Saturday, August 3, 2019

Nick Carraway - Biased Narrator of F. Scott Fitzgerald’s The Great Gatsby :: Great Gatsby Essays

Nick Carraway - Biased Narrator of The Great Gatsby The Great Gatsby, a novel written by F. Scott Fitzgerald. It is a novel that tells the story of different peoples lives and how they are intertwined with each other. The story is told from the viewpoint of the character Nick Carraway. It is through his eyes and ears that the reader forms their opinions of the other characters. In the novel the characters trust Nick and confide in him quite a bit. He thinks of himself as an open minded non-judgemental, non-partial person. I think that it is almost impossible to live your life and not judge others and also not be partial and judge different individuals with different standards. Nick wants the readers to believe that the way he was raised gives him the right to pass judgement on a immoral world.
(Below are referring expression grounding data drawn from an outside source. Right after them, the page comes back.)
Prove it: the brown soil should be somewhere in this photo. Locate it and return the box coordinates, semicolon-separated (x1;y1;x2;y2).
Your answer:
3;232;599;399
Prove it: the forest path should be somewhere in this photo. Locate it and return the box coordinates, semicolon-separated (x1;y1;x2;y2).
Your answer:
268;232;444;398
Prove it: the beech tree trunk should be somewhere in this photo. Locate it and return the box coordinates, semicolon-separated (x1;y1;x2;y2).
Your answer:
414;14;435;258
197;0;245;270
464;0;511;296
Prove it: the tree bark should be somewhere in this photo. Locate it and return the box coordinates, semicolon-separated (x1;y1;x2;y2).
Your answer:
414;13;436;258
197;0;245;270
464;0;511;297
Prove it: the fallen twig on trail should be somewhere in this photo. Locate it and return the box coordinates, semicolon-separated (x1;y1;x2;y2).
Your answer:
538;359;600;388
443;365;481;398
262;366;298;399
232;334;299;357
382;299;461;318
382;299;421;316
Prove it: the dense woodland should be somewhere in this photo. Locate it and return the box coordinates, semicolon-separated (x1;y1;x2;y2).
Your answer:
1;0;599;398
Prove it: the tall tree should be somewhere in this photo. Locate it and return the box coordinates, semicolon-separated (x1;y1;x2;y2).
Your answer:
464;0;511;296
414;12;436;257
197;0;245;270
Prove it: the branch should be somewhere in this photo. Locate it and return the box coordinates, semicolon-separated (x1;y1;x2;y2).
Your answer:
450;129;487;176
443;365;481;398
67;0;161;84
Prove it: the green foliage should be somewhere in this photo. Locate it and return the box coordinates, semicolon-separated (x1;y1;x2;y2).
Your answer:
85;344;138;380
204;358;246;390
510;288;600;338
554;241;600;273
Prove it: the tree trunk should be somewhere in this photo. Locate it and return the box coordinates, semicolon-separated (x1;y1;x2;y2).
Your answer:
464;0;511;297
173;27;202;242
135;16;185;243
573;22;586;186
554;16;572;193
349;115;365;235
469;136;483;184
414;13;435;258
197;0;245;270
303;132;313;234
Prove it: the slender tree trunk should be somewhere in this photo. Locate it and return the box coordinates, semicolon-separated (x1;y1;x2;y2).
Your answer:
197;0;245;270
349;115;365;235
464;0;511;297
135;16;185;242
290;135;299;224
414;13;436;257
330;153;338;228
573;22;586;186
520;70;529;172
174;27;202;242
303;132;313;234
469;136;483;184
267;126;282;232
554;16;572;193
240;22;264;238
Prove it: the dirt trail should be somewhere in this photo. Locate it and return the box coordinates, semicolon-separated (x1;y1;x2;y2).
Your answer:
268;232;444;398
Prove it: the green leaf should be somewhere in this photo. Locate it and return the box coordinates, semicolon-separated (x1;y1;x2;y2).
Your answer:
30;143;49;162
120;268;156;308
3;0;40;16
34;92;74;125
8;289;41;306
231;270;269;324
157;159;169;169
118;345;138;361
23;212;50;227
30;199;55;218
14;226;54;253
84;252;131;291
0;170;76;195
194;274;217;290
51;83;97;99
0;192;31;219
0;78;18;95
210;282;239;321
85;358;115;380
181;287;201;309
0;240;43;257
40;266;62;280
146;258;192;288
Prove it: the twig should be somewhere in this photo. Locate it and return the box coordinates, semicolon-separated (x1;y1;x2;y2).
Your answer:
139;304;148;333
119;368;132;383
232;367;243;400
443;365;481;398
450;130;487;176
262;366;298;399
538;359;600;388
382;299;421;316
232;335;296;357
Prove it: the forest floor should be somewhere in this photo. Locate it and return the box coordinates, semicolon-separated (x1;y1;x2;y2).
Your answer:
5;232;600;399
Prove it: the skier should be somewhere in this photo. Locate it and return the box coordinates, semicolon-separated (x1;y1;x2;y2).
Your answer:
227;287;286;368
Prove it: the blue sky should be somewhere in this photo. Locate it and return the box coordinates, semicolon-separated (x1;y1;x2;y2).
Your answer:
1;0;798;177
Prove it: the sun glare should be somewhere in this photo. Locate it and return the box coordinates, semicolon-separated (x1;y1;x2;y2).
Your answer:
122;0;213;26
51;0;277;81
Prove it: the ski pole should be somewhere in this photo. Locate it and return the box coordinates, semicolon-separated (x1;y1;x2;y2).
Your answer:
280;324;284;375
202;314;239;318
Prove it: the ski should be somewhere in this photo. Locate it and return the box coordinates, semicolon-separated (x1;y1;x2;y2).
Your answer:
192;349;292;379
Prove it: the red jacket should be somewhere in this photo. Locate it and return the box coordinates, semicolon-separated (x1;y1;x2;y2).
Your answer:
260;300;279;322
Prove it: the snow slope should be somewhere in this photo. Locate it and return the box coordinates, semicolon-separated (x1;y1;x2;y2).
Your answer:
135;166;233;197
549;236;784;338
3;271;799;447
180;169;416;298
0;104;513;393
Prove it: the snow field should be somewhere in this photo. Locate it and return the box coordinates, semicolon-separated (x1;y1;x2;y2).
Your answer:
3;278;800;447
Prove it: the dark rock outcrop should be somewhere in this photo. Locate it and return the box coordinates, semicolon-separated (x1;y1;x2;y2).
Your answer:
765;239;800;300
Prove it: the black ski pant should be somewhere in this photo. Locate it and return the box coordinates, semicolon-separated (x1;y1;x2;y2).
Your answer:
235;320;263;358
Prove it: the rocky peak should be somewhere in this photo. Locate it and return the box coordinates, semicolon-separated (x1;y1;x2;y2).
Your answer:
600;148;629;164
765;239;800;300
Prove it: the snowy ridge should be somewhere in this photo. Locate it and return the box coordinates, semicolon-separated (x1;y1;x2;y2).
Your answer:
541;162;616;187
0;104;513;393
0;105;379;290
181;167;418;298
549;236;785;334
He says, that as a consequence of the way he was raised he is "inclined to reserve all judgements" about other people (page 5). His saying this makes it seem like we can trust him to give a fair unbiased account of the story that he is telling, but we later learn that he does not reserve all judgements. Nick further makes us feel that he is a non-partisan narrator by the way he tells of his past. We come to see that Nick is very partial in his way of telling the story. This is shown when he admits early in the story that he does not judge Gatsby because Gatsby had a "extraordinary gift for hope, a romanric readiness". This made Nick more loyal to Gatsby than other characters in the book. Nick overlooks the wrongness of Gatsby's bootlegging, his known associations with speakeasies, and with the character Meyer Wolfsheim, a man rumored to have fixed the World Series in 1919. Yet he is disapproving of Jordan Baker for cheating ina golf game. He also says that he is prepared to forgive this sort of behavior in a woman, "It made no difference to me. Dishonesty in a woman is a thing you cannot blame too deeply, I was causualy sorry, and then I forgot" it seems like he can't accept her for being "incurably dishonest" and then he says that his one "cardinal virtue" is that he is "one of the few honest people" he has ever known.